Still, Havana was not about to coldly turn away from Ukrainian children badly in need of medical care. So from March 1990 to December 2011, approximately 25,000 Ukrainians were treated in Cuba for various ailments. For a number of years, 2,000 children would arrive annually — along with a close family member or relative to comfort them during their stay.
Cuba’s humanitarian effort, or what was later dubbed the “Children of Chernobyl” program, was concentrated in the resort town of Tarará — roughly 19 kilometres east of Havana. Besides a school, two sports fields and a long stretch of sandy beach, Tarará had a movie theatre and a cultural centre. Most importantly, there was a 350-bed hospital, staffed with some 50 Cuban doctors and 80 nurses, to treat the cancer-stricken Ukrainian children.
It is worth highlighting that the Cuban government covered all the costs for their medical treatment, food and accommodation and any other extracurricular activities. These patients (or the Ukrainian government) were, however, responsible to pay for their transportation costs to the island. But the Cubans even took care of the accommodation expenses for the accompanying family member.
It is difficult to say with any precision what the full cost to Cuba was for treating 25,000-plus cancer patients over those two decades. But we are probably talking about billions here, and not hundreds of millions of dollars. In fact, one Ukrainian NGO, the International Fund for Chernobyl, pegged the drug costs alone for patients at roughly $350 million in 2010.
As far as I know, the Cuban government never asked for anything substantive in return.
Interestingly, then-Cuban president Fidel Castro took a personal interest in the fate of the Chernobyl children and visited Tarará many times. In early 1990, just after the sick Ukrainian children started arriving, Castro was adamant: “They are going to have the best doctors, the best medical care, the best hospitals, the best medicines that exist in the world. This co-operation of ours is a very basic duty.”
He would also frequently check in with the medical staff at the Tarará hospital to get an update on how the Ukrainian children were progressing.

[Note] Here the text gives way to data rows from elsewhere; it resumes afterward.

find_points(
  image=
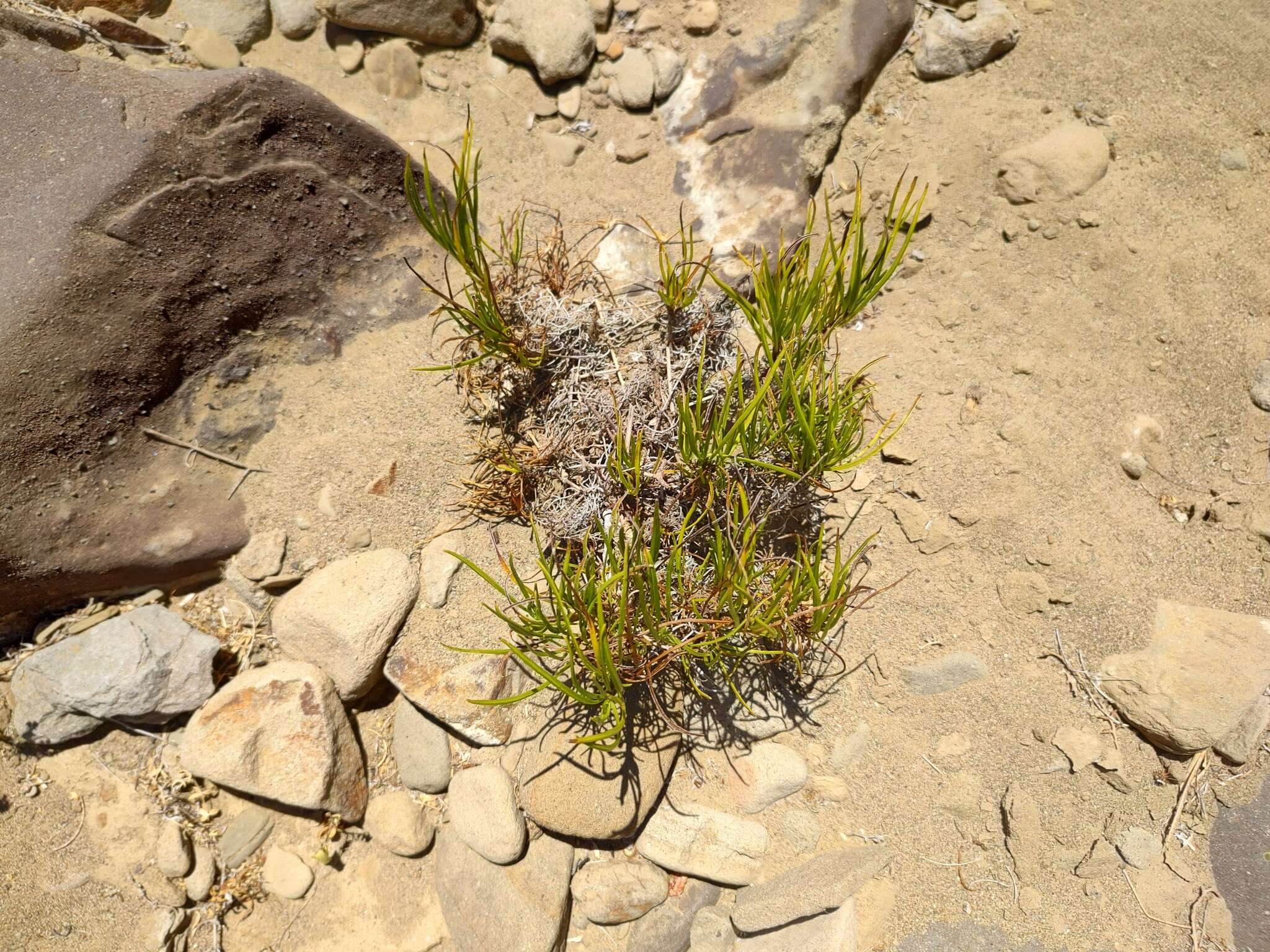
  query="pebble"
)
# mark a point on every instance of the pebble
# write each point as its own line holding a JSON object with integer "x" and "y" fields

At this stage, however, it’s hard to predict exactly where Ukrainian-Cuba relations will go from here. There were some encouraging signs recently from Ukraine’s chief of mission in Havana, Oleksandr Kalinchuk, who said that he was in favour of engaging with Cuban officials on the current situation in Ukraine.
One would hope, given what transpired during that 21-year period when Cuba provided much-needed heath care to deathly sick Ukrainian children, that the two countries can find some common diplomatic ground going forward.
Peter McKenna is professor of political science at the University of Prince Edward Island in Charlottetown.